Kennedy, like Fisher, attracted his largest number of political clients between 1964 and 1970, which were the years of the battles between Faubus and Rockefeller. There was no chance that he would ever become a client of the transplanted New Yorker, as evidenced by this advertisement/cartoon from November 4, 1966, titled: Stand by, 'Gotham City.'
Yet Kennedy played both sides of the street on the opposition side, which was a testament to the way both he and his newspaper had avoided rankling the powers during the Faubus era. His relationship with “Justice Jim” Johnson, the 1966 Democratic nominee for governor, is a case in point. Part of the impression that many Arkansans had of Johnson was that he represented a dark past that voters were seeking to move away from. Frank Holt tried to make this point in the primary, and Rockefeller did in the general election. Johnson’s alleged “backward” thinking prompted some to give him the caricature of a Neanderthal caveman.

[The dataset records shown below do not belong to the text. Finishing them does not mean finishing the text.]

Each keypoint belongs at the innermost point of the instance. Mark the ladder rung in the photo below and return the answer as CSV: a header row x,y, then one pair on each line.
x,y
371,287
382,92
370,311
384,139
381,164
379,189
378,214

What a difference a primary makes. Jim Johnson the caveman and the “aginner” is gone. In his place is Jim Johnson the responsible public official, Jim Johnson the energetic leader, the efficient executive, the dedicated public servant, in contrast to the distracted, disinterested Rockefeller, who has “more important matters” to attend to, implying that he would neglect Arkansas if elected. Further, the images of Johnson produced by both Kennedy and Fisher physically made him older than he appeared; at the time of his nomination for governor in 1966, he was only 41 years old and was said to have the energy of a man much younger, giving occasion to the “ball of fire” description in the cartoon.
*The banner photo shows Jon kennedy drawing a cartoon with a man watching from behind, 1947.
Revis Edmonds, Ph. D., is the coordinator of preservation outreach for the Arkansas Historic Preservation Program at the Department of Arkansas Heritage. An Arkansas native, he is married to Nena Edmonds and together they have two daughters. They are also grandparents to one grandson.